Resta connesso al tuo bisogno di grazia. Il momento in cui dimentichi che sei un peccatore salvato per grazia – il momento in cui inizi a vederti come qualcuno che ha «arrivato» – sei in territorio pericoloso. Il pubblicano che si batteva il petto e diceva: «Dio, abbi pietà di me, peccatore», tornò a casa giustificato. Il fariseo che ringraziava Dio di non essere come gli altri uomini no (Luca 18:9-14). Resta vicino alla croce e resterai tenero verso gli altri.
Cerca la relazione, non l’argomento. È possibile vincere ogni dibattito teologico e perdere la persona interamente. L’obiettivo del discernimento biblico non è dimostrare di avere ragione. È amare qualcuno abbastanza da indicargli Gesù. A volte significa parlare una verità dura. A volte significa stare in silenzio con qualcuno. Sempre, significa valorizzare la persona più della tua posizione.

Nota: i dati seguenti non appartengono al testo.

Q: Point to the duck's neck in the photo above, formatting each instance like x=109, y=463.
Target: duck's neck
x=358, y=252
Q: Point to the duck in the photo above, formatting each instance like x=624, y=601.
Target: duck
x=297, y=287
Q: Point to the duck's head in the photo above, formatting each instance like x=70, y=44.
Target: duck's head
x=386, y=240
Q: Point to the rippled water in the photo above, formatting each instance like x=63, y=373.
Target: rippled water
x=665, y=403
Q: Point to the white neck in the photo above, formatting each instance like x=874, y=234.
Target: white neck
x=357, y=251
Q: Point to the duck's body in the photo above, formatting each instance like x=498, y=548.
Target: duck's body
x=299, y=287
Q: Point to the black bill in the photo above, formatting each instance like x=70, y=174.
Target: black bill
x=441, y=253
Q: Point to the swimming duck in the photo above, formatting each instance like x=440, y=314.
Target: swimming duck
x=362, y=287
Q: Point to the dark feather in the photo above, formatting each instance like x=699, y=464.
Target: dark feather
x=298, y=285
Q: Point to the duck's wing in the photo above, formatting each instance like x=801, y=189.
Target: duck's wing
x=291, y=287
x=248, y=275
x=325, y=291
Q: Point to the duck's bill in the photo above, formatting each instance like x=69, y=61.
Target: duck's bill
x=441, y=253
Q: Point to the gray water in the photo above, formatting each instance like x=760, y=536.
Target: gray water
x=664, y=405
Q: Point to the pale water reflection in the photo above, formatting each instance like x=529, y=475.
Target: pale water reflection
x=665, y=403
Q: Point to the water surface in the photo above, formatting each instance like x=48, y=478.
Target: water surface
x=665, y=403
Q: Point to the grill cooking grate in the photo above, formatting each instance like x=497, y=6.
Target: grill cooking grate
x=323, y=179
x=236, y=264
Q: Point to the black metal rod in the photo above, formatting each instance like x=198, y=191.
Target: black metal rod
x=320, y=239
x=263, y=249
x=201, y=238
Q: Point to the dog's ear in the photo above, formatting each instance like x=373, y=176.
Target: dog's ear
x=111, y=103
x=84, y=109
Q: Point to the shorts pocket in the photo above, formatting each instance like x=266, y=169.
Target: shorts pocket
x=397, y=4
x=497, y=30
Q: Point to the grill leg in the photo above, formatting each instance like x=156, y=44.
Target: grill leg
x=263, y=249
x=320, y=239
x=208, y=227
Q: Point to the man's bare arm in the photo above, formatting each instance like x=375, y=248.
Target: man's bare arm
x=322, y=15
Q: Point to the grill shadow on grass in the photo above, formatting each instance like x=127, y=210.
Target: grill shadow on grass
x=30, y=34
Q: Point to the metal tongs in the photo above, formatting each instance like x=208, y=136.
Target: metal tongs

Riposarsi nella misericordia del vero Giudice
Alla fine della giornata, la domanda su cosa dice Dio sul giudicare gli altri ci riporta a Dio stesso – l’unico vero Giudice giusto. E cosa troviamo quando lo guardiamo? Troviamo un Giudice che ha lasciato il suo trono, si è vestito di carne umana e ha preso su di sé la sentenza che meritavamo. Troviamo un Dio che ha guardato un mondo pieno di peccatori e ha scelto la misericordia prima ancora che noi pensassimo di chiederla.
«Dio infatti non ha mandato il Figlio nel mondo per condannare il mondo, ma perché il mondo sia salvato per mezzo di lui».– Giovanni 3:17 (NR 2006)
Se Dio – l’unico che ha il diritto di condannare – ha scelto di salvare invece, quanto più dovremmo noi estendere la stessa grazia alle persone imperfiche intorno a noi? Questo non significa che abbandoniamo la verità. Significa che parliamo la verità come ha fatto Gesù: avvolta in amore sacrificale, offerta con mani aperte e mirata alla restaurazione piuttosto che alla distruzione.
Puoi essere una persona di convinzione e una persona di compassione. Puoi tenere fermamente alla verità biblica e tenere delicatamente le persone fragili. Puoi discernere senza condannare, parlare senza umiliare e amare senza compromettere. Non perché hai padroneggiato un equilibrio impossibile, ma perché lo Spirito del Dio vivente è al lavoro in te, insegnandoti a vedere gli altri come Lui li vede – attraverso la lente della croce.
La prossima volta che senti l’impulso di passare giudizio su qualcuno, fai una pausa. Prendi un respiro. Chiedi al Signore di esaminare il tuo cuore prima. Poi chiedigli la grazia di vedere l’altra persona come Lui la vede – non come un progetto da sistemare, ma come qualcuno che ama abbastanza da morire per lei. Se devi parlare verità, parlala dolcemente. Se devi stabilire un confine, fallo con compassione. E se devi semplicemente stare in silenzio e pregare, questa potrebbe essere la cosa più amorevole che puoi fare. Cosa significherebbe per te questa settimana praticare il discernimento avvolto nella grazia? Porta quella domanda a Dio – è fedele ad rispondere.